How is it that the child’s eyes have the wonder still attached? Reading Michael Ondaatje’s novel, The Cat’s Table reminds me of this. I’m jealous of his story. I want to be that eleven year old aboard a great ocean liner with no adult supervision. I do. The freedom of it, the waking early to swim in the first class pool, napping in the afternoon down in the turbine room so as to stay up late and catch glimpses of a transported prisoner as he exercises on deck. It smells of childhood. To be considered the least important of passengers and placed at ‘the cat’s table’, as far from the captain’s table as possible…how glorious. I don’t remember my childhood enthusiasms so much, but I know they felt like this. They were thrilling and, so my young self thought, dangerous. This novel drew me into my child mind as I romped across the Indian Ocean with Ondaatje’s three young characters.
Ondaatje tells this tale from the perspective of Michael, who, as an adult delves into his past and the seminal voyage from Ceylon (now Sri Lanka) to London in the 1950’s. There is a lovely lyrical movement between the boy and the man and back again. Innocence and knowing. Black and white, and grey. Michael is eleven years old when he sets off across the Indian Ocean to join his mother in London. He is going into an unknown world, but in the interim the world of the ship provides him with a stepping stone and a place to dip into the complexities of adulthood to come.
He quickly befriends two other unaccompanied boys, the more cautious Ramadhin and Cassius, the daredevil. Ondaatje shows us these different versions of being and positions his narrator between them in temperament. We effortlessly align ourselves with Michael somewhere down that middle road or on that high sea. The three boys roam the ship freely (except for first class, of course) coming into contact with a range of unusual adult characters, who they attempt to understand.
“…the three of us bursting all over the place like freed mercury: stopping at the pool, then the ping-pong table, watching a piano class with Mr Mazappa in the ballroom, a small nap, a chat with the one-eyed Assistant Purser – looking carefully into his glass eye as we passed – and visits to Mr Fonseka’s cabin for an hour or more.”
Amongst the adult characters is Miss Lasqueti, who is travelling with a cage of pigeons and wears a specially designed vest with pockets so she may take the birds on deck. There is Asuntha, who is deaf and carries a deadly secret and Sir Hector who lies dying in his stateroom from a curse. Mr Daniels tends a garden of medicinal and poisonous plants in the hold which he is transporting to London for scientific purposes. Then there is Michael’s bunkmate, Mr Hastie, who by day is a kennel keeper of the passenger’s hounds and by night an expert bridge player. There is the members of the Jankla troupe, who entertain the passengers and a mysterious prisoner, being escorted to London for trial. These are but a few of the people the boys come into contact with. At one point Michael is selected by a shady character, known as the Baron C, to squeeze through the grills on top of the first-class cabin doors for a bit of thievery.

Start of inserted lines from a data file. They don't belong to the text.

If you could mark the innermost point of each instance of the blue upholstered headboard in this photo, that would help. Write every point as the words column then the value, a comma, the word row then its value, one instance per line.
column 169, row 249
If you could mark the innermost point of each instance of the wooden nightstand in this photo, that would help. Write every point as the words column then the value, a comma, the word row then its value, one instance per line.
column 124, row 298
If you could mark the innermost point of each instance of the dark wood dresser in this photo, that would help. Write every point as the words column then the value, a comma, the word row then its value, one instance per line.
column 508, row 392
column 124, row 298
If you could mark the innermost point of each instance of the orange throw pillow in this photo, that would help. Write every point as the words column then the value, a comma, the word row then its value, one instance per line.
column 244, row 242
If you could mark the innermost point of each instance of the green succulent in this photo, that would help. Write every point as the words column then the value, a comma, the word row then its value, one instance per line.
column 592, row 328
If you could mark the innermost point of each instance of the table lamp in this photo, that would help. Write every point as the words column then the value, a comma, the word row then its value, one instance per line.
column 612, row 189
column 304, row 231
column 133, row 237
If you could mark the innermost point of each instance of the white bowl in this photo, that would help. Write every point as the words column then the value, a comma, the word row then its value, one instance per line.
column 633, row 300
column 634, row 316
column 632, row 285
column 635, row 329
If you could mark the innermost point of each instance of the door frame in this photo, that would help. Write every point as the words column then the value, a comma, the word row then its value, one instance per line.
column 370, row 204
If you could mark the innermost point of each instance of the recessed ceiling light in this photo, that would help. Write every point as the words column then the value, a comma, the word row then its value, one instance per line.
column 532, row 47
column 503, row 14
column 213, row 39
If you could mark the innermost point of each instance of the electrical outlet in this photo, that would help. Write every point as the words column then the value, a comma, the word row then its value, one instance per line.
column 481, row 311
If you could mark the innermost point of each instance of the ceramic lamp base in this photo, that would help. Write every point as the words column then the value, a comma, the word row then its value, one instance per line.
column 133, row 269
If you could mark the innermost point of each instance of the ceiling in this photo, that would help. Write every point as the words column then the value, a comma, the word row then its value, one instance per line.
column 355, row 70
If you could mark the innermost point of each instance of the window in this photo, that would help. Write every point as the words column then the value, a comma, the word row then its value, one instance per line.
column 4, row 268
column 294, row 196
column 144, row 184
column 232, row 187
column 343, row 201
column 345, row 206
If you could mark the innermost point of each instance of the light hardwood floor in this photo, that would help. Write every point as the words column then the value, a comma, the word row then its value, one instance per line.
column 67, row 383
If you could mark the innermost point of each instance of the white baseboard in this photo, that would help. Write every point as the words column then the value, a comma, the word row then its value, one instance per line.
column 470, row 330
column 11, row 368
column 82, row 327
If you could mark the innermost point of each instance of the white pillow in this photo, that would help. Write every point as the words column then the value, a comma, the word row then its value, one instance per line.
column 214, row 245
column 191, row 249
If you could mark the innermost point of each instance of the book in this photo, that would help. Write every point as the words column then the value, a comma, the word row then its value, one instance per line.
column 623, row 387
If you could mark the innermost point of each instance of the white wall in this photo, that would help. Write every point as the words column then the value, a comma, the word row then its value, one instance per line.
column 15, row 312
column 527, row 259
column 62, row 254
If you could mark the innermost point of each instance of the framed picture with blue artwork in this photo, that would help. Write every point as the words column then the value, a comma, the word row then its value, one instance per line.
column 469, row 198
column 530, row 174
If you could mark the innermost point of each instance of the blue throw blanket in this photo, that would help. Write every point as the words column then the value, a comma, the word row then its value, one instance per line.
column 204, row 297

“I could not wait to tell the others at the next turbine room meeting what had happened to me. I felt my authority grow. But in retrospect I see that what the Baron gave me was another self, something as small as a pencil sharpener. It was a little escape into being somebody else, a door I would postpone opening for some years, at least until I was beyond my teens. Those half-blurred afternoons remain with me.”
At the beginning of the book, Ondaatje supplies us with small vignettes of each character before passing on to another. We meet them in flashes here and there, as the boys do in making their way around the ship, but over time we come to know more of them and the narrative begins to take hold. There is daring and tragedy to come, but I won’t spoil that here. Needless to say, what happens has lasting effects on the lives of the three boys.

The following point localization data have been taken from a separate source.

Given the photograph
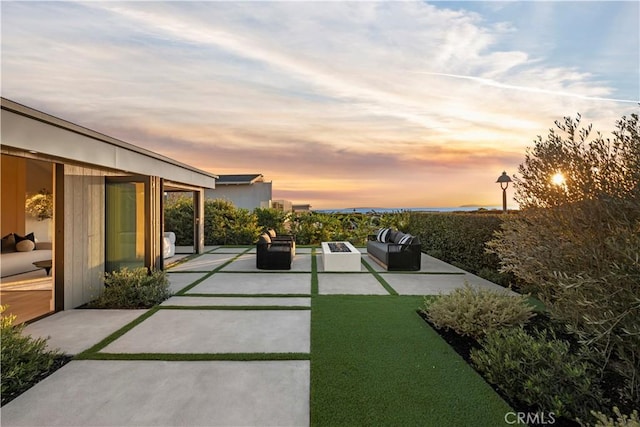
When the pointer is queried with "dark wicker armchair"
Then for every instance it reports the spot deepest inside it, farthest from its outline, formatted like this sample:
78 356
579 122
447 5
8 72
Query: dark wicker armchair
273 255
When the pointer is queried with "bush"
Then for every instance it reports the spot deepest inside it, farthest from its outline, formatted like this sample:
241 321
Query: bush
621 420
24 359
178 218
476 312
132 289
576 246
224 224
460 239
538 370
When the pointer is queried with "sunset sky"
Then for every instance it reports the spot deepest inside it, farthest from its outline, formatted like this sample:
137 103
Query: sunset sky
340 104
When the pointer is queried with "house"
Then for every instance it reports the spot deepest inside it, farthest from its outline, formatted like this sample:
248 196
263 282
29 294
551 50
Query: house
305 207
88 202
247 191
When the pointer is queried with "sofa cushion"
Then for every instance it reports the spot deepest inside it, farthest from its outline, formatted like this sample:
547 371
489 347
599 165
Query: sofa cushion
25 245
378 250
21 262
9 243
407 239
383 235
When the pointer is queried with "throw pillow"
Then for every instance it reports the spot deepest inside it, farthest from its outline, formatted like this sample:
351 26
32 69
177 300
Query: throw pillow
29 236
9 243
264 238
383 234
25 245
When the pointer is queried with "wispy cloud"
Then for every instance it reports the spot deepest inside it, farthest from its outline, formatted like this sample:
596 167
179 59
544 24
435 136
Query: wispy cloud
349 100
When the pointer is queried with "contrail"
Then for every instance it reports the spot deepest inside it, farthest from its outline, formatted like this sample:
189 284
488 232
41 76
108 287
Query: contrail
494 83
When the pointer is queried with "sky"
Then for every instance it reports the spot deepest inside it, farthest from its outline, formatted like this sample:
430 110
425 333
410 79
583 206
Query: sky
341 104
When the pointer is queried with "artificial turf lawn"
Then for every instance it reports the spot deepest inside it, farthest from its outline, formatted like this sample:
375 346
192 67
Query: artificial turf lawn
374 361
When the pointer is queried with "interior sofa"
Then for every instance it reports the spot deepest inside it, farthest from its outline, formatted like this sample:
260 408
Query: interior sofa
273 255
14 261
282 238
395 250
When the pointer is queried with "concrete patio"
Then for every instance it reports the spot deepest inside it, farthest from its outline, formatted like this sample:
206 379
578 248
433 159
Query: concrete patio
232 346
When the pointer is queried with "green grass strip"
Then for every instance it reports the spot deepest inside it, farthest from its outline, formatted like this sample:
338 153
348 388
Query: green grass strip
375 362
247 295
206 276
242 357
314 272
235 307
117 334
379 278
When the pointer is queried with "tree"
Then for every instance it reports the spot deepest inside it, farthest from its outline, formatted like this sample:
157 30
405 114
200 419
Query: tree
576 242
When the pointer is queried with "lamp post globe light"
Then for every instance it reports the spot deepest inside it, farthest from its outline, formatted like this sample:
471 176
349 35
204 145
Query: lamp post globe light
504 181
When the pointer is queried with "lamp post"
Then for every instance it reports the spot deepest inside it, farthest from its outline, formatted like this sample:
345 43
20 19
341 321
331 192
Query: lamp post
504 181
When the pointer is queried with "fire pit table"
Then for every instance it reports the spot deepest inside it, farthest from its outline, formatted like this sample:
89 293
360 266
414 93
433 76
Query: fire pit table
340 256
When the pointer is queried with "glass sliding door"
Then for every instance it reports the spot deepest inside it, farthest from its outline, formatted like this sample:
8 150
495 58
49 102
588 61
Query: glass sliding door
126 223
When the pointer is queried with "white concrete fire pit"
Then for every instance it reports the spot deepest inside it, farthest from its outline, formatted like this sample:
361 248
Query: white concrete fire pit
340 256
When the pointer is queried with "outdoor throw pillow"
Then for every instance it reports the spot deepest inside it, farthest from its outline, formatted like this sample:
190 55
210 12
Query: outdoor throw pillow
383 234
264 238
29 236
407 239
25 245
9 243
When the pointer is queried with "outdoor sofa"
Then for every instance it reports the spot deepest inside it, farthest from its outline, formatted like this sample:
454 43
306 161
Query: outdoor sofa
18 258
395 250
273 254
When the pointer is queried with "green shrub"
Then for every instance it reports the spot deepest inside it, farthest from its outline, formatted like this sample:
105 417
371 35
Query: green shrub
24 359
475 312
178 218
272 218
132 289
620 419
460 239
538 370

Along the way, we experience things such as this:
“She half sat up, then remembered the robe and reached for it. But what I saw hit me at the base of my heart. There was a tremor within me, something that would be natural for me later but at that moment was a mixture of thrill and vertigo.”
It’s lovely stuff. Ondaatje is a master storyteller and the book is peppered with pearls like those above. Despite the author and his main character sharing the same name and country of birth, Ondaatje has assured us the book is entirely fictional. However, so real is his portrayal of his young character, it does start one wondering. Then again, we say to ourselves he is capable of such realism in his fiction. We have seen it before in novels like The English Patient. So fact or fiction? It doesn’t seem to matter.